The Sigma-1 receptor (S1R) is a highly conserved chaperone protein primarily studied in the central nervous system, but it is also expressed in peripheral tissues [8]. S1R modulates several cellular processes, including calcium signaling, inflammation, oxidative stress, and apoptosis.

The in vitro experiments carried out in rats focused on modulating the S1R, a highly conserved chaperone protein primarily studied in the central nervous system regulating key cellular processes, including inflammation and hypoxia. As an inter-organelle signaling molecule, S1R is also present in peripheral tissues. In particular, the research group of the authors has identified the specific renal localization of this receptor, highlighting its potential in different kidney disease. Their promising preclinical results suggest that S1R activation provides renoprotective effects in acute models.

In their study, the authors assessed the effect of S1R agonist FLU through in vivo and in vitro models, particularly focusing on the critical pathological pathways.

The study showed elevated levels of KIM-1 and NGAL in diabetic rats, and FLU treatment reduced urinary KIM-1 and NGAL levels and the renal Havcr1 (KIM-1) expression, further supporting its protective role in maintaining tubular integrity. Long-term FLU treatment improved renal function and reduced serum creatinine and BUN levels in the STZ-induced T1DM rats, demonstrating its ability to protect renal function.

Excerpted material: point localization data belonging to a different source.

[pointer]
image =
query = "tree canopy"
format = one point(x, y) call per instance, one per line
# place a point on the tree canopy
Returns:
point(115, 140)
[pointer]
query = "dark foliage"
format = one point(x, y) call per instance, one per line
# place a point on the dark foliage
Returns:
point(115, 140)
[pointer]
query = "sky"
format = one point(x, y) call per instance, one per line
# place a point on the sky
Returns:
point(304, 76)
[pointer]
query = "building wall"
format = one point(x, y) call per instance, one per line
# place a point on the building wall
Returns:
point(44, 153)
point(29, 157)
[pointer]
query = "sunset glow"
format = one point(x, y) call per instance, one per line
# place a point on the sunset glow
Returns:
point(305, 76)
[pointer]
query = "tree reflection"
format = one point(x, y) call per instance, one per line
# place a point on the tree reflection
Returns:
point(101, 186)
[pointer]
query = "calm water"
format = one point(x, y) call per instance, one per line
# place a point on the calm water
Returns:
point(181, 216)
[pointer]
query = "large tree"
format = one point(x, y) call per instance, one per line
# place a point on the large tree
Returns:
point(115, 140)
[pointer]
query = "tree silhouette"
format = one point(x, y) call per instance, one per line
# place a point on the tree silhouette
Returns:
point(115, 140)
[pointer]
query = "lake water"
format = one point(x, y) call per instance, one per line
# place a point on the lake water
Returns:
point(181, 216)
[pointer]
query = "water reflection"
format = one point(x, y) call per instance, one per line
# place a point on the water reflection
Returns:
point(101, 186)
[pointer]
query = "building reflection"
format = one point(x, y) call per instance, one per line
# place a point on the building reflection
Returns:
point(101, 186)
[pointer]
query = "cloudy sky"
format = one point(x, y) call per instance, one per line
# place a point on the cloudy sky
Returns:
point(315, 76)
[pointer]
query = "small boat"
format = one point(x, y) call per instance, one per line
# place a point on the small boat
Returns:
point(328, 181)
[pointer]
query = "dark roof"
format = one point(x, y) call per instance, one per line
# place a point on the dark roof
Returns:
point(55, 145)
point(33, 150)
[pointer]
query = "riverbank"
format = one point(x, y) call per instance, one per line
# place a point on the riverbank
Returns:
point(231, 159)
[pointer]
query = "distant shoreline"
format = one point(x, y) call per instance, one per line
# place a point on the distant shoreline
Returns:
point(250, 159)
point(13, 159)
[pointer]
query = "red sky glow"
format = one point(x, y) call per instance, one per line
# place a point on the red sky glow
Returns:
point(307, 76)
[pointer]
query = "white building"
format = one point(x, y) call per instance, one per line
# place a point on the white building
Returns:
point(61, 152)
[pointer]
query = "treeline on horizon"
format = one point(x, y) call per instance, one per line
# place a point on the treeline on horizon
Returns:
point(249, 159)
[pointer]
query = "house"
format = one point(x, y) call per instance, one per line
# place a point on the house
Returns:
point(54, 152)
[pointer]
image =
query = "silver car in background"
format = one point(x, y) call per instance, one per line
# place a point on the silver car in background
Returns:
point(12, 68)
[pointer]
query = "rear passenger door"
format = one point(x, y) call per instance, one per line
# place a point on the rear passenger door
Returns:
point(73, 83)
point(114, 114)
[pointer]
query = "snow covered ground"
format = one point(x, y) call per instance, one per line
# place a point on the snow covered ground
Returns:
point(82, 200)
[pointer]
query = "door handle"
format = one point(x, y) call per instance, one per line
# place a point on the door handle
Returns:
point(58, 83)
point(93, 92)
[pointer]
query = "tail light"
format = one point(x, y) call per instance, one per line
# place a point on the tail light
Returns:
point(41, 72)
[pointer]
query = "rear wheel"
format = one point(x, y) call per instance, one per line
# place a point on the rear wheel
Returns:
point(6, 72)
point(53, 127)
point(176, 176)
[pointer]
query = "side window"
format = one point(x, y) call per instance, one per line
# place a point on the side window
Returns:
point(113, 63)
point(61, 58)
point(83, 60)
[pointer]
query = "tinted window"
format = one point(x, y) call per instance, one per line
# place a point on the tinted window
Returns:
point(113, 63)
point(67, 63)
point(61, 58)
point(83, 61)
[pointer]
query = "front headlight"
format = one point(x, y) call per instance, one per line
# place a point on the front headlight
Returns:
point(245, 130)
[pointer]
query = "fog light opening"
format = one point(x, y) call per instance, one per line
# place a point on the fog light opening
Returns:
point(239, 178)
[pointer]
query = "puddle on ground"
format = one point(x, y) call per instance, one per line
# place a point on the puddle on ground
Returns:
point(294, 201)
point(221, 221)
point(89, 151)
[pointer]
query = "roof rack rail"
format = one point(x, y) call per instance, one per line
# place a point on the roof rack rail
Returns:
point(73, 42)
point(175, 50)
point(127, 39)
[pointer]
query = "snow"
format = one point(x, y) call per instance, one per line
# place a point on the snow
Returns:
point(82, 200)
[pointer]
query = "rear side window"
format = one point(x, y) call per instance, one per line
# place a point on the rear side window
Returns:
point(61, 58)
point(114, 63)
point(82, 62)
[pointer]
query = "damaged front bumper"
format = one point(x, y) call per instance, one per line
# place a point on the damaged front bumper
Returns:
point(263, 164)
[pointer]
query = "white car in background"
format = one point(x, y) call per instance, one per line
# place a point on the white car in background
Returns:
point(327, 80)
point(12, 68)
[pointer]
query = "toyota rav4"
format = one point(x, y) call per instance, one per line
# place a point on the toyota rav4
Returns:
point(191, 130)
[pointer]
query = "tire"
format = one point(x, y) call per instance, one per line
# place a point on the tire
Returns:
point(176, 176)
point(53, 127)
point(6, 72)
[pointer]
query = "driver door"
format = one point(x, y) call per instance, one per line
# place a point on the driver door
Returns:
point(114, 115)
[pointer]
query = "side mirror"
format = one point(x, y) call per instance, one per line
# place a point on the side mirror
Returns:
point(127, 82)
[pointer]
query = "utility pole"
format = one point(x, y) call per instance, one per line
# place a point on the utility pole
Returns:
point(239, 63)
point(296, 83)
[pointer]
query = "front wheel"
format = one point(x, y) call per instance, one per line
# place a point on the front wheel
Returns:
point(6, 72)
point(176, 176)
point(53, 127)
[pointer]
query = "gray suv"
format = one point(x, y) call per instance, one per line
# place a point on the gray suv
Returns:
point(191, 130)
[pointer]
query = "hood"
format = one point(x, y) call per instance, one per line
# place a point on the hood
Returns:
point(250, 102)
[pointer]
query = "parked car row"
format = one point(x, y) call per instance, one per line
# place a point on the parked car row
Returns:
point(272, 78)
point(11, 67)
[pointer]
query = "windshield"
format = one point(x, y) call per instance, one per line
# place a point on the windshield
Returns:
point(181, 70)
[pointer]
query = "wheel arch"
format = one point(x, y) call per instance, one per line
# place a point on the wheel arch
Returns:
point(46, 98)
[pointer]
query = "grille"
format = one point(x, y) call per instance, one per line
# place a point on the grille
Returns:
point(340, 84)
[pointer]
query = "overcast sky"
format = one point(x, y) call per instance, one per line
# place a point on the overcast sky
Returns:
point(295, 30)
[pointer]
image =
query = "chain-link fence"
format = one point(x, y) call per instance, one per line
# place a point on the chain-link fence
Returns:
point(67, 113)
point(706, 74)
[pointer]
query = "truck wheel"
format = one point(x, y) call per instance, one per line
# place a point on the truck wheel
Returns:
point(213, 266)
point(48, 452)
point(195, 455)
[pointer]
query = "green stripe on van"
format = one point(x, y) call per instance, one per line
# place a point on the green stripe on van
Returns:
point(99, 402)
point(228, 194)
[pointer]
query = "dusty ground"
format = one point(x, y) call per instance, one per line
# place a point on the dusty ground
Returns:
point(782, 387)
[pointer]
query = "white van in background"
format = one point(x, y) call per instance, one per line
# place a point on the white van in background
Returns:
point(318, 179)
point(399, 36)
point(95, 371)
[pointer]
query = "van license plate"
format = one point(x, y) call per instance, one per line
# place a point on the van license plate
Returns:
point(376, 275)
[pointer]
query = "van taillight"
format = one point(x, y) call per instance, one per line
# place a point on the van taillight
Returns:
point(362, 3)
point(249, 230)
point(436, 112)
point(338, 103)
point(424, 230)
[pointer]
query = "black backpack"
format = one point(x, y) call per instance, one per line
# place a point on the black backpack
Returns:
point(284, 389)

In the study performed by Balogh et al., diabetic rats exhibited excessive glomerular basement membrane thickening and mesangial matrix expansion. FLU treatment attenuated these alterations, suggesting that S1R activation not only preserves kidney function but also plays a crucial role in preventing structural damage. To further investigate LPS-induced NF-κB activation, the mRNA expression of inflammatory mediators was also measured. LPS treatment markedly increased NFKB, IL1B, IL6, and TNF, while FLU significantly halted NF-κB downstream signaling and reduced hypoxia-induced TGFB1 expression, suggesting that its antifibrotic effects may be partly mediated by modulating the hypoxic response.

The in vitro findings revealed that FLU suppressed TGF-β1-induced fibroblast transformation and ECM deposition. By inhibiting the expression of Col1a1, Col3a1, and Fn, FLU demonstrated its ability to reduce fibrosis at the cellular level.

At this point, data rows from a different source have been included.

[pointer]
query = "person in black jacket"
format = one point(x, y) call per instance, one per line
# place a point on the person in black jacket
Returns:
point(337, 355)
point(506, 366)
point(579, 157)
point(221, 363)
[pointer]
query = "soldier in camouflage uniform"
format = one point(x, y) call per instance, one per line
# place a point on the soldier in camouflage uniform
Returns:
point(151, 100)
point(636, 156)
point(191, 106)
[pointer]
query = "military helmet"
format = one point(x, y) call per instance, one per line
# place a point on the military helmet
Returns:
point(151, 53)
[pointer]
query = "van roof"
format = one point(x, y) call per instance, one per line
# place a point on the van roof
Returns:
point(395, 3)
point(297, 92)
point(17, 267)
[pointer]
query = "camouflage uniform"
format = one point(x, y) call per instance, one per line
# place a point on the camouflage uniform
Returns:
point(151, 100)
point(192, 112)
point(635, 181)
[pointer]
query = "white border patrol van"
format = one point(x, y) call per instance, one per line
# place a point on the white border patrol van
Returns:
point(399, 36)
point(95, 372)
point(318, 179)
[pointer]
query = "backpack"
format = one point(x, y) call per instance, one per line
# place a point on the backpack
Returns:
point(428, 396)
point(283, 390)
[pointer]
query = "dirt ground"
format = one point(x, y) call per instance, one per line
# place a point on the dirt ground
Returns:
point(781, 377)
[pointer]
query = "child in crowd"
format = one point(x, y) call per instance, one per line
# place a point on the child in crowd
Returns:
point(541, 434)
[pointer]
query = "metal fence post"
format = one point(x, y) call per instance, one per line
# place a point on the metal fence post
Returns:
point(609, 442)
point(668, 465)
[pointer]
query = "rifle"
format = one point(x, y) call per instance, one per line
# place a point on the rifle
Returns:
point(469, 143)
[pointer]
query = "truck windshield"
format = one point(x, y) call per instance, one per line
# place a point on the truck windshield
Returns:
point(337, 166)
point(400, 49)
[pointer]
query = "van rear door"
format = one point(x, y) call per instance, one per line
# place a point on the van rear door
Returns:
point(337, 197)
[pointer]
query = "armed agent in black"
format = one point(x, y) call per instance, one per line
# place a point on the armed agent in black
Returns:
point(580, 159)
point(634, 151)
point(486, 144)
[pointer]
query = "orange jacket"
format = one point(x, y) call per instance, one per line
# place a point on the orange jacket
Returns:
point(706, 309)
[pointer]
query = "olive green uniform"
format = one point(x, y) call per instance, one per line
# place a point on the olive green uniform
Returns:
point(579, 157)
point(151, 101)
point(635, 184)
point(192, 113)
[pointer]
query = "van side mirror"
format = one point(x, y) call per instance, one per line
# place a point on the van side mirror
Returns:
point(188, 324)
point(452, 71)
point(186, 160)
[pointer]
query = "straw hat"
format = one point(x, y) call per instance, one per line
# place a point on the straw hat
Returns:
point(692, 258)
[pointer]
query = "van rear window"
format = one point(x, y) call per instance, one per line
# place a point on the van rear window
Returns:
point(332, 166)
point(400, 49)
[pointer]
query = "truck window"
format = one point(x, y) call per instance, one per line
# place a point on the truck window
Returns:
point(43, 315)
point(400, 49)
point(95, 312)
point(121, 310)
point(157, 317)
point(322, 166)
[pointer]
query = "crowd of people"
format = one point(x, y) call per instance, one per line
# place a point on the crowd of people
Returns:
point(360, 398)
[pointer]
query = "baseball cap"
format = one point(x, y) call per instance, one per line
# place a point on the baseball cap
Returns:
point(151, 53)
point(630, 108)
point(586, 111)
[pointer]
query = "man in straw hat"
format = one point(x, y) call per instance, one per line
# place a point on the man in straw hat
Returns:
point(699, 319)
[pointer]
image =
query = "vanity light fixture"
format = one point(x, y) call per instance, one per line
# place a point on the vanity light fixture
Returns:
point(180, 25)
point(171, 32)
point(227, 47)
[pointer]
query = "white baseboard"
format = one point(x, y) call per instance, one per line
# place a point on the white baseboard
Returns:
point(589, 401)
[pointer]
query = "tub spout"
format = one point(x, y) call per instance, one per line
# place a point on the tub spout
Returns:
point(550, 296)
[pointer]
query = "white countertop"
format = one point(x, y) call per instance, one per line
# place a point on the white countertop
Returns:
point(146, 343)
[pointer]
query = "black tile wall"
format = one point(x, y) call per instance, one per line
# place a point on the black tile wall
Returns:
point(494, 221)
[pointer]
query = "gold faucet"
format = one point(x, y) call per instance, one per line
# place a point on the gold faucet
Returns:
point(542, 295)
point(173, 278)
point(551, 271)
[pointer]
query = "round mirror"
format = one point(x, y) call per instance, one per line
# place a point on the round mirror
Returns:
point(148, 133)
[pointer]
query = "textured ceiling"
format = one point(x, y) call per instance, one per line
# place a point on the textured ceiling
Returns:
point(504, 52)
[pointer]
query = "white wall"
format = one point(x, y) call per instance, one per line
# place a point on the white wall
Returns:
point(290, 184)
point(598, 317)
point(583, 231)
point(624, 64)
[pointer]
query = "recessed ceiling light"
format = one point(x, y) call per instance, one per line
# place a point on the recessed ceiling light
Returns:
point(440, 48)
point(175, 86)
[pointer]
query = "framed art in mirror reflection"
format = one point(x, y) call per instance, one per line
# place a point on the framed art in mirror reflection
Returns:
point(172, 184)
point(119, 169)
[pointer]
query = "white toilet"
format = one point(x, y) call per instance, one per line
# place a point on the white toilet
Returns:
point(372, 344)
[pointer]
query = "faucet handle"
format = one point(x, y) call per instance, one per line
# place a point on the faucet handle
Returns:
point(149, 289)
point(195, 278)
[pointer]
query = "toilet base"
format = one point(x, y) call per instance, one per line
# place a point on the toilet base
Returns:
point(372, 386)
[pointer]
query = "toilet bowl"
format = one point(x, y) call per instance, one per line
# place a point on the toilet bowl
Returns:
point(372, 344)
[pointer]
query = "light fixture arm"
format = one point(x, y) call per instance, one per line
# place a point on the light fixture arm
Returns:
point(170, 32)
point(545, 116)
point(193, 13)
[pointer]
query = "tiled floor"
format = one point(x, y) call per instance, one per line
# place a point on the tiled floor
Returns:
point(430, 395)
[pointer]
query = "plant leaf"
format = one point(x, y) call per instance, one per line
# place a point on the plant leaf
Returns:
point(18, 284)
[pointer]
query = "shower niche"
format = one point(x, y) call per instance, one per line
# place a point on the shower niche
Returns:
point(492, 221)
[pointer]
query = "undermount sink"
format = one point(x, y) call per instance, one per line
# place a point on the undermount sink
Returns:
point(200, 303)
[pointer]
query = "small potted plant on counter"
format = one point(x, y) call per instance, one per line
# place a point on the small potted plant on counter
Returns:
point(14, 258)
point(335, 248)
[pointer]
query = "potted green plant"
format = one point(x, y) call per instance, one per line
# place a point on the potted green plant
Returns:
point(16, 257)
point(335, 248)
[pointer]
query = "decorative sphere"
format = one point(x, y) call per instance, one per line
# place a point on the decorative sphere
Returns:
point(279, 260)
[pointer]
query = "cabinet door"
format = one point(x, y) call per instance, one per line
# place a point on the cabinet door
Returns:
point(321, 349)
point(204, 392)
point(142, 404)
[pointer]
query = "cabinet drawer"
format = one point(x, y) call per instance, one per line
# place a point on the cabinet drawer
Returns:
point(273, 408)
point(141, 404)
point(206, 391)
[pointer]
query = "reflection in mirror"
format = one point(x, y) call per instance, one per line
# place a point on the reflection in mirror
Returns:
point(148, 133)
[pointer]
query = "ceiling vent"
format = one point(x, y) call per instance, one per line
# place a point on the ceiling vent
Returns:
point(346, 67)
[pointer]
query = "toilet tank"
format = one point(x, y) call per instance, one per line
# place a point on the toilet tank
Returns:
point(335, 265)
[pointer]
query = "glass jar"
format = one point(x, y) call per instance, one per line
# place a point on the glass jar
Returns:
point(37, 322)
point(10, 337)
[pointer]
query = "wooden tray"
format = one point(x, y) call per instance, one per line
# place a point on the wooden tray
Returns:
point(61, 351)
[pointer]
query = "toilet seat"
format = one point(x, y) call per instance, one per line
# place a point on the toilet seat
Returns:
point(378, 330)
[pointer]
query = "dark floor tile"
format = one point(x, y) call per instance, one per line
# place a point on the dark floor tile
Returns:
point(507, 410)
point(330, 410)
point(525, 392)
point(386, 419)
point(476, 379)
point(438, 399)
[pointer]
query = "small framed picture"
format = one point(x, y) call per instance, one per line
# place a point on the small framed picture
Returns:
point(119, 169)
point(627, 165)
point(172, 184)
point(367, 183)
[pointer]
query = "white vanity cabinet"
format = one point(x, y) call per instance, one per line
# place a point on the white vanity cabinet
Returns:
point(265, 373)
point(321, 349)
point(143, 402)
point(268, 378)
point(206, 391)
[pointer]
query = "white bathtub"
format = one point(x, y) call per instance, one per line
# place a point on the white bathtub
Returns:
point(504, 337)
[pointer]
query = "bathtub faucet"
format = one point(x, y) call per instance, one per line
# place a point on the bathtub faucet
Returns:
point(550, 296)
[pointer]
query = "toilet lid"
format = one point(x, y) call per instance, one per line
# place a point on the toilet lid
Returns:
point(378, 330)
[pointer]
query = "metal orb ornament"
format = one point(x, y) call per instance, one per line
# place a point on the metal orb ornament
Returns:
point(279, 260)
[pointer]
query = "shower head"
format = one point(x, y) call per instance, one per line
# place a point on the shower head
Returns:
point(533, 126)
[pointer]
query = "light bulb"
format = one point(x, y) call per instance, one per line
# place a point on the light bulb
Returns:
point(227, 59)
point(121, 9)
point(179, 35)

These findings suggest that FLU effectively modulates fibrotic pathways across different cell types and tissues, highlighting its potential as a therapeutic strategy for mitigating renal fibrosis.

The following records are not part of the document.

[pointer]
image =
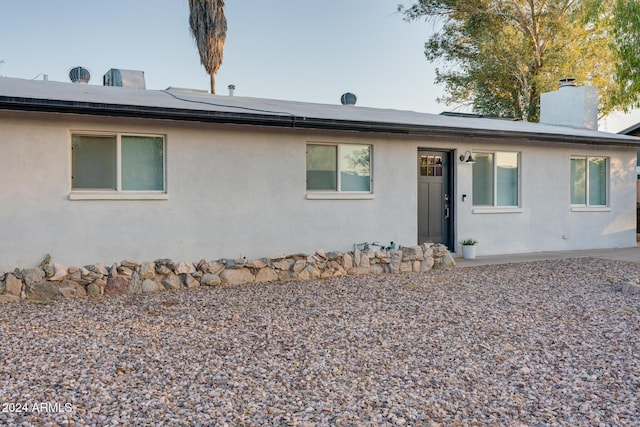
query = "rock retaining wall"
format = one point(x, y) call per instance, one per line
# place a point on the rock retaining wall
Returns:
point(53, 280)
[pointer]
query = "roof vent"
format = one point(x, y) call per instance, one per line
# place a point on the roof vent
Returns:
point(567, 81)
point(124, 78)
point(79, 75)
point(348, 99)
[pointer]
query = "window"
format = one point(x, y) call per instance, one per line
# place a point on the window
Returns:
point(589, 181)
point(117, 163)
point(341, 168)
point(496, 179)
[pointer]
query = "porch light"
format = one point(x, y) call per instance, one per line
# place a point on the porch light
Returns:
point(467, 158)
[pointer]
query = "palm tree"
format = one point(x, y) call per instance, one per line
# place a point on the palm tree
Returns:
point(209, 29)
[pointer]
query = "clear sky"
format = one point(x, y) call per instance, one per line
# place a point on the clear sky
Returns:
point(301, 50)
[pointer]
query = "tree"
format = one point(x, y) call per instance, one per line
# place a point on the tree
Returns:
point(626, 36)
point(502, 54)
point(209, 29)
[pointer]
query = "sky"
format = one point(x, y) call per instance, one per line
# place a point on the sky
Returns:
point(302, 50)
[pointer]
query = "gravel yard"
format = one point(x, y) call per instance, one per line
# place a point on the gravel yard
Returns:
point(538, 343)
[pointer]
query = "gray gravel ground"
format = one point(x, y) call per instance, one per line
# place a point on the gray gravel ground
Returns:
point(540, 343)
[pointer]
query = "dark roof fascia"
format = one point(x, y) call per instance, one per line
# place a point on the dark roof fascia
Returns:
point(289, 121)
point(632, 130)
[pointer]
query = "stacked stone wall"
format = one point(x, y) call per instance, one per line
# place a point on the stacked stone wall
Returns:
point(53, 280)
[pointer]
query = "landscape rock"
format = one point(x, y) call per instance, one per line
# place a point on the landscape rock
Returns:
point(150, 287)
point(266, 275)
point(12, 285)
point(171, 281)
point(412, 253)
point(258, 263)
point(42, 291)
point(213, 267)
point(189, 281)
point(117, 285)
point(32, 276)
point(94, 289)
point(210, 280)
point(69, 289)
point(237, 276)
point(147, 270)
point(185, 267)
point(59, 272)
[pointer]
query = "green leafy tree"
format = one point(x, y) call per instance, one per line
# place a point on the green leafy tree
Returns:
point(626, 36)
point(500, 55)
point(209, 29)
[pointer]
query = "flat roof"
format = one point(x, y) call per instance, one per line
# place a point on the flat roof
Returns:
point(190, 105)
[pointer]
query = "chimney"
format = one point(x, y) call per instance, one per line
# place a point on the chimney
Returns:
point(124, 78)
point(570, 105)
point(348, 99)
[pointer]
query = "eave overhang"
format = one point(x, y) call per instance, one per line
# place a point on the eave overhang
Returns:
point(285, 120)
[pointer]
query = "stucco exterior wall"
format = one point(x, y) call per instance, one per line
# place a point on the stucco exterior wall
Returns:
point(230, 194)
point(236, 191)
point(546, 221)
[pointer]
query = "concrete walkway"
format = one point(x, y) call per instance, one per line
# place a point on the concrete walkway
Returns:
point(617, 254)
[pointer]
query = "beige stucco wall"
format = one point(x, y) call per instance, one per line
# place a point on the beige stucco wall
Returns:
point(230, 194)
point(234, 193)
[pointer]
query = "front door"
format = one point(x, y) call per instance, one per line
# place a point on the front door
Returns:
point(434, 198)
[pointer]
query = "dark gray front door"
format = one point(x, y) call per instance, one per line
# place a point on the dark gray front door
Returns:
point(434, 197)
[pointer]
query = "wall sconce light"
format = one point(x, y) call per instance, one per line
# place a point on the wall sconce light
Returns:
point(467, 157)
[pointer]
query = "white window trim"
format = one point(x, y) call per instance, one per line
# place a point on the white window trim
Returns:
point(496, 210)
point(118, 193)
point(339, 194)
point(589, 207)
point(486, 209)
point(320, 195)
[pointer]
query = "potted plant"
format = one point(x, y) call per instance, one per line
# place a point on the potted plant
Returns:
point(469, 248)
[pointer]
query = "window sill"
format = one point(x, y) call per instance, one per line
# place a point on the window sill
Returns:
point(340, 196)
point(492, 210)
point(95, 195)
point(590, 209)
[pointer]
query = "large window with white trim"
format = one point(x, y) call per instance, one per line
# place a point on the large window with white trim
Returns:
point(589, 181)
point(117, 162)
point(339, 167)
point(496, 179)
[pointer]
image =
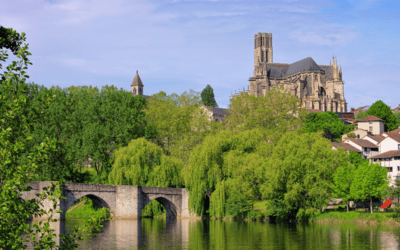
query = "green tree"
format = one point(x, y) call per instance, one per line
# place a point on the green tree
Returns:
point(277, 111)
point(342, 180)
point(381, 110)
point(327, 122)
point(299, 174)
point(207, 97)
point(178, 122)
point(144, 163)
point(370, 181)
point(15, 176)
point(10, 39)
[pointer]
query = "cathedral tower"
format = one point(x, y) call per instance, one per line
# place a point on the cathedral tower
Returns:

FLU improved renal function and reduced glomerular damage and tubulointerstitial fibrosis. It also mitigated inflammation by reducing TLR4, IL6, and NFKB1 expressions and moderated the cellular response to tubular hypoxia. Additionally, FLU suppressed TGF-β1-induced fibrotic processes and fibroblast transformation. These findings suggest that S1R activation can slow down DKD progression and protect renal function by modulating critical inflammatory, hypoxic, and fibrotic pathways; therefore, it might serve as a promising novel drug target for preventing DKD.